Gaélique et breton : Même combat face à l'IA
Réalisation : ABP
Interventions de l'Irlandais Tomàs Ó Síocháin, et à la fin du député breton Paul Molac sur les langues minoritaires face à l'IA.
Une langue peut survivre parmi les hommes et disparaître des machines. Face à l’essor de l’intelligence artificielle, l’irlandais comme le breton doivent désormais disposer de vastes ressources numériques pour ne pas être marginalisés par les nouvelles technologies comme l'IA.
L’intelligence artificielle représente une formidable opportunité pour les langues minoritaires, mais elle pourrait aussi accélérer leur disparition du monde numérique. C’est l’avertissement lancé par Tomás Ó Síocháin, directeur général de l’Údarás na Gaeltachta, l’agence publique irlandaise chargée du développement des régions gaélophones, lors de l’Interceltic Business Forum à Lorient. La question n’est plus seulement de sauver une langue en augmentant le nombre de ses locuteurs : il faut désormais lui donner suffisamment de données numériques pour qu’elle existe dans les machines. Les grands modèles d’IA sont entraînés sur d’immenses corpus de textes, de documents et d’enregistrements dans lesquels l’anglais et les grandes langues sont surreprésentés. Les langues disposant de peu de ressources numériques risquent donc d’être laissées de côté.
Des corpus, mais à qui appartiennent-ils ?
L’Irlande a déjà constitué d’importantes réserves de données numériques en irlandais. Mais Ó Síocháin pose une deuxième question : faut-il confier ces corpus aux géants américains de l’intelligence artificielle ? Il cite deux stratégies différentes. L’Islande a fourni des données à OpenAI afin d’améliorer les performances de ses modèles en islandais, tandis que les Maoris de Nouvelle-Zélande ont privilégié la souveraineté sur leurs données et le développement de leurs propres outils. L’Údarás suit pour l’instant les deux voies : travailler avec les grandes plateformes tout en soutenant des solutions locales et européennes. Il évalue chaque mois les performances des principaux modèles d’IA en irlandais et expérimente notamment HubChat, un assistant destiné aux services publics.
Pour Ó Síocháin, il ne suffit d’ailleurs pas qu’une intelligence artificielle produise un irlandais approximativement correct. Lors des questions, il insiste sur le fait qu’une solution simplement « good enough » n’est pas suffisante pour une langue minoritaire : les modèles doivent aussi restituer le contexte, les nuances et la culture propres à la langue, au lieu de transposer mécaniquement une vision du monde apprise à partir d’une langue dominante.

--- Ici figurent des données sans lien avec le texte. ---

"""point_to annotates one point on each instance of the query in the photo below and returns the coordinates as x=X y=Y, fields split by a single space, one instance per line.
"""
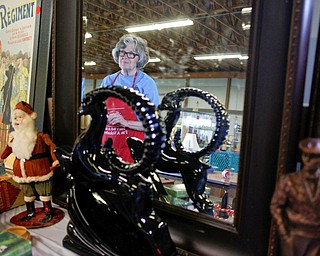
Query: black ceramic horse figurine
x=175 y=159
x=110 y=201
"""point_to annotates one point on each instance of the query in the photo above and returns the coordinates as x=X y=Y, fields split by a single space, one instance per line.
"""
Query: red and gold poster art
x=17 y=37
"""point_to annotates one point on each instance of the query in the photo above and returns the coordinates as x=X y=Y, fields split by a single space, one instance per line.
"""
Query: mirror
x=218 y=30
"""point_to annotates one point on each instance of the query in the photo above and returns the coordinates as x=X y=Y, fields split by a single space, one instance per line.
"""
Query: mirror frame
x=270 y=127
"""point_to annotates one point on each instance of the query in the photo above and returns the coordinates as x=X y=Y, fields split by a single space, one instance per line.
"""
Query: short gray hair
x=140 y=46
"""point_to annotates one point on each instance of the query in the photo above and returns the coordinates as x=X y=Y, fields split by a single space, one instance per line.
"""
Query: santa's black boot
x=48 y=210
x=30 y=212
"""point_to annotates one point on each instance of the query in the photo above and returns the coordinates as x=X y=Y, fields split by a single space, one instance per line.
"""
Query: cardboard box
x=10 y=194
x=12 y=245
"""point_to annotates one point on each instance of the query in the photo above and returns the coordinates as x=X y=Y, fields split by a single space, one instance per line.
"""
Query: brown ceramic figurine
x=295 y=205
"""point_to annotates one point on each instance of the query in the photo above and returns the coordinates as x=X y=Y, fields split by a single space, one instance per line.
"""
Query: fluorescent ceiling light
x=154 y=59
x=246 y=10
x=159 y=26
x=220 y=57
x=88 y=35
x=90 y=63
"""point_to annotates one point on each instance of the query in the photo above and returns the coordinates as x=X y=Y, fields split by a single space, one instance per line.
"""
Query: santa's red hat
x=26 y=107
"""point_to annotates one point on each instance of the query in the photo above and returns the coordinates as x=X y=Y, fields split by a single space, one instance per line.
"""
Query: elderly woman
x=131 y=53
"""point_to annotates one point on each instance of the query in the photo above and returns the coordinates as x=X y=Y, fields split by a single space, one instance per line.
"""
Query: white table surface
x=46 y=241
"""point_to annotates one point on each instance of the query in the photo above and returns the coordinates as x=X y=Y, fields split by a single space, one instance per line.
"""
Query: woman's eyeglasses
x=130 y=55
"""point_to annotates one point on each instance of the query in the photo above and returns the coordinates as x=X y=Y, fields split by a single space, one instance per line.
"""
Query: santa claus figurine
x=32 y=168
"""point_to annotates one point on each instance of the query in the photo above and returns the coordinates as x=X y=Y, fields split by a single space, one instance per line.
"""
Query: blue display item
x=222 y=160
x=110 y=201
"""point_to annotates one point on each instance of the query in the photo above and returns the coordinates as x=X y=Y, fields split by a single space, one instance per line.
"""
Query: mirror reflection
x=210 y=54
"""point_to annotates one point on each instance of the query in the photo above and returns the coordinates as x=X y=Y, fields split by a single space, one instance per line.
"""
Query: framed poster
x=21 y=24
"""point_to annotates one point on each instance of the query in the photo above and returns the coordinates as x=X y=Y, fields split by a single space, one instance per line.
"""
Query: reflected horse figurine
x=175 y=159
x=110 y=201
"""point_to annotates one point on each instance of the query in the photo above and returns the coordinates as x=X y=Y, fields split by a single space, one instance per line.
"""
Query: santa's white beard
x=24 y=139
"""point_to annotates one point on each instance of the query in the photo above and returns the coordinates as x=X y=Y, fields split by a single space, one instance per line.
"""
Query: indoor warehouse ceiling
x=220 y=27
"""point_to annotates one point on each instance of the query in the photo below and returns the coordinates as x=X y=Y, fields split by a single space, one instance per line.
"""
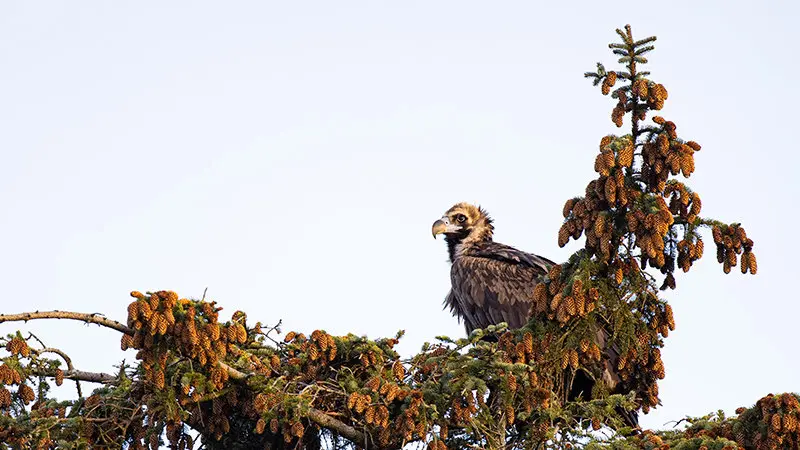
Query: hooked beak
x=443 y=225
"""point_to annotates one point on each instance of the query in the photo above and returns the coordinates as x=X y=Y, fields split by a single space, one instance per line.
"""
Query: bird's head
x=464 y=223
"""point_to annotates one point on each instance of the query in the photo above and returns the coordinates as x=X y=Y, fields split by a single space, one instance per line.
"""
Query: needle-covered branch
x=238 y=387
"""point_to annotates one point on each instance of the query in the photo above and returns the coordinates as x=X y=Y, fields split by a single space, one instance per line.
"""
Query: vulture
x=492 y=283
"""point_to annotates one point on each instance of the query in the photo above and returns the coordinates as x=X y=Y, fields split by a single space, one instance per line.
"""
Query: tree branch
x=80 y=375
x=339 y=427
x=319 y=417
x=83 y=317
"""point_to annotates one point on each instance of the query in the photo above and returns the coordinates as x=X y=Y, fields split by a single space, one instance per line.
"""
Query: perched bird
x=493 y=283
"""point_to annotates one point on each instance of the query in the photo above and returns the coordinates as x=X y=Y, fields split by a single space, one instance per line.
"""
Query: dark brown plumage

Il souhaite que l’Union européenne prenne davantage en charge cette question et annonce une conférence sur la diversité linguistique pendant la prochaine présidence irlandaise de l’Union.
Le breton confronté au même défi
Intervenant à la fin de la présentation, le député breton Paul Molac a immédiatement établi le parallèle avec le breton. Correcteur orthographique, GPS, reconnaissance vocale ou traduction automatique : la possibilité d’utiliser quotidiennement une langue dépend désormais de sa présence dans ces nouveaux outils. Il rappelle le travail mené par l’Office public de la langue bretonne, notamment sur la reconnaissance vocale, qui devrait permettre à terme de traduire directement une personne parlant breton vers le français ou l’anglais. « C’est absolument nécessaire si on veut que nos langues perdurent [...] pour le siècle à venir », estime le député, qui rapproche la biodiversité de la « glottodiversité », la diversité des langues aujourd’hui elle aussi menacée.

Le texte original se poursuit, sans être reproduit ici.